Only one deity for Hong Kong seems obvious to me: the typhoon. Typhoons are the cause of school and business closures, have been the source of the greatest natural disasters on record here, and are evidence that no matter how modern this world city is, if one is stranded on an outlying island in bad weather then one will remain stranded only until such weather decides to yield. Metaphorically it seems apropos for a waterbound port of migration: on one hand trapped in increasing density so as to build itself higher and higher into almost dystopic towers, on the other hand in constant motion and renewal as people pass through with little ceremony.

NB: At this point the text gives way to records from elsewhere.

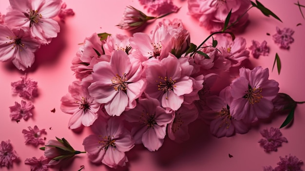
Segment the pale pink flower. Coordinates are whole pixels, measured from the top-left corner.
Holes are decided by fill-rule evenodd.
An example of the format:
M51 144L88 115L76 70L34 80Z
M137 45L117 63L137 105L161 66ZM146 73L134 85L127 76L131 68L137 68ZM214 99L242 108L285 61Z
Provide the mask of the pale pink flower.
M105 103L105 109L110 115L119 116L125 109L135 107L135 99L142 94L145 85L140 64L132 64L128 55L119 50L113 53L110 62L101 61L95 65L93 71L89 93L95 101Z
M200 26L215 32L222 30L231 9L232 13L228 25L241 17L250 3L248 0L188 0L188 14L198 19ZM243 30L248 17L248 14L246 14L230 29Z
M58 17L60 19L60 21L64 23L66 17L73 16L75 14L73 9L71 8L66 9L66 8L67 8L67 4L65 2L63 2L60 7L60 11L58 15Z
M190 138L188 125L198 117L198 112L194 105L182 104L174 112L174 118L168 125L169 137L177 142L182 142Z
M122 19L116 26L121 29L132 30L140 27L148 20L154 19L155 17L147 16L141 11L130 6L125 8Z
M37 96L37 82L27 78L26 74L20 78L21 80L11 83L13 93L18 94L19 96L27 99L32 99Z
M222 90L219 96L210 96L207 98L208 106L214 113L214 119L210 124L212 134L218 138L229 137L236 133L243 134L248 133L249 127L242 120L236 120L230 113L232 101L230 89L227 87Z
M264 169L264 171L273 171L273 168L272 168L272 167L271 166L265 166L263 168Z
M173 110L180 108L184 102L184 95L193 91L193 82L190 78L192 66L189 71L182 71L182 64L178 59L170 55L158 62L152 62L145 70L147 87L144 93L149 97L157 99L164 108Z
M92 162L101 162L114 168L126 165L128 159L125 152L133 147L134 141L119 119L114 117L108 121L99 119L91 127L95 134L87 136L82 144Z
M10 29L0 24L0 61L12 61L16 68L24 71L34 62L35 52L40 44L26 28Z
M0 24L3 24L4 23L4 19L5 15L0 13Z
M163 25L156 25L150 35L136 33L129 39L132 47L142 56L141 61L167 57L172 50L171 41L171 36Z
M26 130L22 130L22 133L25 138L25 143L31 144L35 146L37 146L39 144L44 145L44 140L41 138L41 136L43 134L47 134L45 129L39 130L36 125L34 126L34 129L31 127L28 127L28 128L29 131Z
M139 100L134 109L124 113L126 120L132 122L135 144L142 143L151 152L158 150L164 141L167 124L173 119L172 113L161 107L156 99Z
M282 136L282 133L278 128L273 127L268 129L263 129L260 133L265 138L261 139L258 143L264 147L264 151L266 152L277 151L277 148L282 146L282 143L288 142L287 139Z
M100 104L89 95L87 87L80 81L75 81L69 86L69 94L60 100L61 111L72 114L69 121L70 129L76 129L82 125L89 127L97 118Z
M253 57L258 58L260 56L267 56L269 54L269 47L267 46L267 42L264 40L262 44L256 40L252 40L252 45L249 49L251 50L251 54Z
M244 38L237 37L232 41L231 37L217 35L214 39L218 41L216 48L225 58L231 61L231 66L238 66L243 60L249 58L250 52L246 49L246 41Z
M16 151L13 149L11 141L1 141L0 144L0 167L5 166L9 168L13 165L13 162L19 158Z
M86 38L83 44L72 59L71 66L76 78L80 80L91 74L94 65L101 61L109 62L111 57L103 55L102 42L96 33Z
M27 103L25 101L21 100L20 104L16 101L15 106L9 107L11 111L10 117L12 120L18 121L22 118L27 120L33 115L31 111L34 108L34 106L31 102Z
M52 18L60 11L61 0L10 0L5 22L10 27L26 27L42 44L48 44L57 37L60 27Z
M27 158L24 161L24 164L31 166L31 171L48 171L50 166L48 163L49 159L43 156L39 158Z
M289 28L284 28L283 30L276 27L276 33L272 36L274 42L281 48L289 49L289 45L294 41L292 35L294 31Z
M230 85L233 98L230 106L232 116L247 123L268 117L273 109L272 100L279 92L279 83L268 79L268 68L261 66L252 70L241 68L239 76Z
M286 155L285 158L280 156L280 159L281 161L277 163L279 166L274 168L274 171L302 171L301 166L303 164L303 162L296 156L289 154L288 156Z
M176 12L179 9L172 0L139 0L139 2L149 13L157 15Z

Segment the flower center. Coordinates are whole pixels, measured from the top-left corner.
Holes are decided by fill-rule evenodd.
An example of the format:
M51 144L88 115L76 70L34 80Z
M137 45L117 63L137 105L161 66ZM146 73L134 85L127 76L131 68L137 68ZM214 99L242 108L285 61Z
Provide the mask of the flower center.
M152 43L152 45L153 47L153 49L152 49L152 52L148 53L149 54L151 55L151 57L149 58L152 57L156 58L161 55L161 50L162 48L162 46L160 44L159 44L159 43L157 43L157 44L154 43Z
M218 113L218 115L219 117L223 117L222 120L223 120L223 123L224 123L226 125L226 129L229 129L230 127L231 119L232 118L232 116L231 116L230 114L230 107L228 105L227 105L226 108L222 108L221 111ZM222 124L219 126L220 128L221 127L222 127Z
M82 109L84 113L85 113L88 110L90 110L90 104L92 103L92 102L89 102L87 98L82 97L80 103L78 103L78 101L76 101L76 103L79 105L78 108Z
M250 104L259 103L263 98L262 95L263 89L256 87L252 88L250 85L248 85L248 90L246 91L246 95L243 97L248 99Z
M99 135L98 136L101 137L102 135ZM112 138L112 137L113 138ZM108 149L109 146L113 148L116 148L115 143L114 143L115 140L114 139L114 137L113 135L111 136L110 135L108 135L108 136L105 136L103 138L103 140L101 141L98 141L98 144L102 144L101 146L102 148L104 148L104 150L105 150L105 151Z
M158 77L160 79L160 81L156 80L156 82L159 82L158 85L158 90L162 90L165 93L167 92L171 92L171 91L173 90L174 87L176 87L174 84L177 81L172 79L171 77L169 79L167 76L165 76L164 78L161 76L158 76ZM167 99L167 97L166 99Z
M22 48L24 47L24 44L21 42L21 38L19 38L18 36L15 37L14 38L9 36L6 37L6 38L9 39L10 40L8 42L6 42L6 43L10 45L13 44L12 49L14 49L15 47L18 49L19 46ZM21 51L22 49L19 49L19 51Z
M126 93L126 90L127 90L126 85L130 83L130 82L127 82L128 79L126 78L126 74L124 73L122 76L120 76L117 74L116 74L116 76L114 77L111 79L112 84L110 84L110 85L114 86L114 88L116 91L121 90Z
M30 11L28 11L27 9L26 11L28 12L27 13L23 13L23 14L30 20L30 28L32 27L33 24L35 25L38 22L42 22L42 21L39 21L39 20L42 18L42 16L40 14L38 14L37 10L30 9Z

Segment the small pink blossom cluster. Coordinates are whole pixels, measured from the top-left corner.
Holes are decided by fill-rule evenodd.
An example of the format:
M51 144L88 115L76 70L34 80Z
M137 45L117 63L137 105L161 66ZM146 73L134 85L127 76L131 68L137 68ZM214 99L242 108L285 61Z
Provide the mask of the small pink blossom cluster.
M198 115L210 119L217 137L245 133L273 109L278 83L261 67L240 68L220 93L211 93L219 76L249 57L242 38L218 35L217 46L192 54L190 33L177 19L163 20L149 34L101 38L94 33L84 41L72 61L77 80L61 99L61 110L72 114L69 128L92 129L83 145L93 162L125 166L125 152L134 144L155 151L166 135L185 141Z
M71 12L63 11L61 0L11 0L10 4L5 16L0 14L0 61L11 61L24 71L33 64L41 45L49 44L59 32L53 18L61 14L63 19Z
M231 10L228 25L240 17L230 29L243 30L248 16L248 13L243 15L250 4L248 0L188 0L188 14L198 19L200 26L215 32L223 29L227 16Z

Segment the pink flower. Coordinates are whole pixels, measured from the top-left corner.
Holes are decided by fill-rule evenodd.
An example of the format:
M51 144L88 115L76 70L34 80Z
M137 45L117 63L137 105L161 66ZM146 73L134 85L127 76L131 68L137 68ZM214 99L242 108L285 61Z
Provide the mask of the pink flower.
M74 81L69 86L69 93L61 98L60 109L65 113L72 114L69 121L72 129L82 125L89 127L97 118L97 112L100 104L89 95L88 86L79 81Z
M276 27L276 33L272 36L274 42L280 47L284 49L289 49L289 44L294 41L292 35L294 31L289 28L284 28L283 30Z
M31 36L29 30L26 28L11 29L0 25L0 61L12 61L16 68L23 71L30 67L40 44Z
M40 137L43 134L47 134L45 129L39 130L36 125L34 126L34 129L31 127L28 127L28 128L29 131L26 130L22 130L22 133L25 138L25 143L31 144L35 146L37 146L39 144L44 145L44 140Z
M182 142L190 138L188 125L198 117L198 112L192 105L182 104L174 113L174 118L168 125L169 137L177 142Z
M149 13L157 15L176 12L179 9L172 0L139 0L139 2Z
M250 6L248 0L188 0L189 14L211 32L220 31L231 9L232 13L228 25L241 17ZM246 14L231 29L243 30L248 21Z
M141 11L130 6L125 8L121 21L116 25L121 29L132 30L140 27L155 17L148 17Z
M252 70L241 68L240 77L232 81L230 106L232 116L250 123L256 118L266 118L273 109L272 100L279 92L279 83L269 80L268 68L258 66Z
M266 152L276 152L277 148L282 146L282 143L288 142L286 138L282 136L282 133L278 128L271 127L269 131L264 129L260 132L265 139L261 139L258 143L264 147L264 151Z
M5 21L11 28L26 27L42 44L48 44L57 37L60 27L52 18L60 11L61 0L10 0L11 8Z
M66 8L67 8L67 4L65 2L63 2L60 7L60 11L58 15L58 17L60 19L60 21L64 23L66 17L73 16L75 14L73 9L71 8L66 9Z
M125 109L135 107L145 85L140 64L132 64L127 54L119 50L113 53L110 62L95 65L93 71L89 93L95 101L105 103L110 115L119 116Z
M231 66L236 67L249 57L249 52L246 50L246 39L237 37L232 40L230 37L223 35L217 35L214 38L217 40L216 47L220 50L225 58L231 61Z
M190 71L182 71L183 66L172 55L150 63L145 70L147 87L144 93L158 99L162 107L178 110L184 95L193 91L193 82L189 76L193 67L188 62L185 65L191 67L188 69Z
M249 49L252 51L251 54L256 58L258 58L261 55L267 56L269 50L266 40L264 40L262 44L256 40L252 40L252 45L250 46Z
M49 159L43 156L39 158L33 157L27 158L24 164L31 165L31 171L49 171Z
M4 23L4 18L5 15L0 13L0 24L3 24Z
M93 66L98 62L109 62L110 56L103 55L102 42L97 34L94 33L86 38L72 60L71 70L75 72L76 78L82 79L91 75Z
M33 114L31 112L34 106L31 102L26 103L25 101L21 101L21 105L17 102L15 102L15 106L9 107L11 111L10 117L12 120L17 121L23 118L27 120L32 117Z
M301 166L303 164L303 162L299 160L295 156L289 154L286 155L285 158L280 156L281 161L277 164L278 166L274 168L274 171L302 171Z
M21 80L11 83L13 93L18 94L19 96L27 99L32 99L37 96L37 82L27 79L26 74L20 77Z
M166 134L166 126L173 118L154 99L139 100L136 107L126 112L126 119L133 123L132 134L135 144L143 143L148 150L153 152L162 146Z
M117 117L108 121L98 119L91 127L95 134L87 136L83 142L89 159L111 168L124 166L128 161L125 152L134 146L134 141L123 123Z
M231 136L235 133L246 133L249 131L249 127L242 120L236 120L232 117L230 91L229 87L227 87L220 92L219 96L210 96L207 99L208 106L214 112L214 119L210 124L210 131L218 138Z
M13 162L19 158L16 151L13 150L11 141L1 141L0 144L0 167L8 168L13 165Z

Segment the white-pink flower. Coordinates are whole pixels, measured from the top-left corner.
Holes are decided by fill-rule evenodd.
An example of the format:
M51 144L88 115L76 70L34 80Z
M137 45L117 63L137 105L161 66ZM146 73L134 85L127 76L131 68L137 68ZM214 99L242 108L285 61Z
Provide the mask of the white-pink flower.
M173 119L154 99L139 100L136 107L124 113L126 120L132 123L132 134L135 144L143 143L151 152L162 146L166 134L166 126Z
M0 24L0 61L12 61L18 69L24 71L34 62L34 53L39 46L28 29L10 29Z
M88 86L79 81L75 81L69 86L69 93L61 98L60 109L72 114L69 121L69 128L75 129L82 125L89 127L98 117L100 104L95 102L88 92Z
M132 64L123 51L114 52L110 62L99 62L93 67L93 82L88 87L90 95L111 115L119 116L126 109L135 107L135 99L145 85L140 63Z
M128 161L125 152L134 146L134 141L119 118L111 117L108 121L98 119L91 127L95 133L83 142L89 159L111 168L124 166Z
M10 0L5 22L11 28L26 27L42 44L48 44L60 31L52 18L60 11L61 0Z
M193 67L186 65L191 71L182 70L178 59L170 55L158 62L152 62L145 70L147 87L144 93L158 99L161 106L177 110L184 102L184 95L193 91L193 82L190 78Z

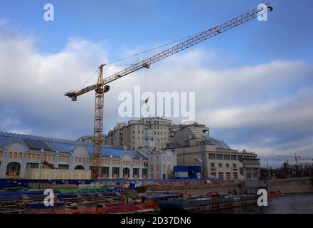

And although there is no causal relation, the protests taking on the umbrella as a symbol seems aptly and aesthetically sublime.

If there is anything Hongkongers can learn from the nature of their own home, not by importing other traditions or modernities, I believe it will be found in the disastrous wind and water which have shaped this subtropic, the unknowable and dark and plunging sea with its narratives of vastness, unmooring, and marooning. Indeed, religious figures like Tin Hau, Guanyin, the Virgin Mary, and others, have been adapted to serve especially those lost at sea. Thus, Hon Lai Chu, in her essay from the Umbrella Movement whose title I translated as “I Just Want to See the Sea” (我只是想去看看海), begins from a local politic but arrives at a greater humanity, rendering the sea as a unique metaphor for prison and freedom all in one breath. And we might also consider the ocean as more than image or object, with her own political crisis and her growing tumors of human-made waste. It is precisely this troubled deep to whom I would ask our question, from the edge of a world city: what does it mean to be free, and alone?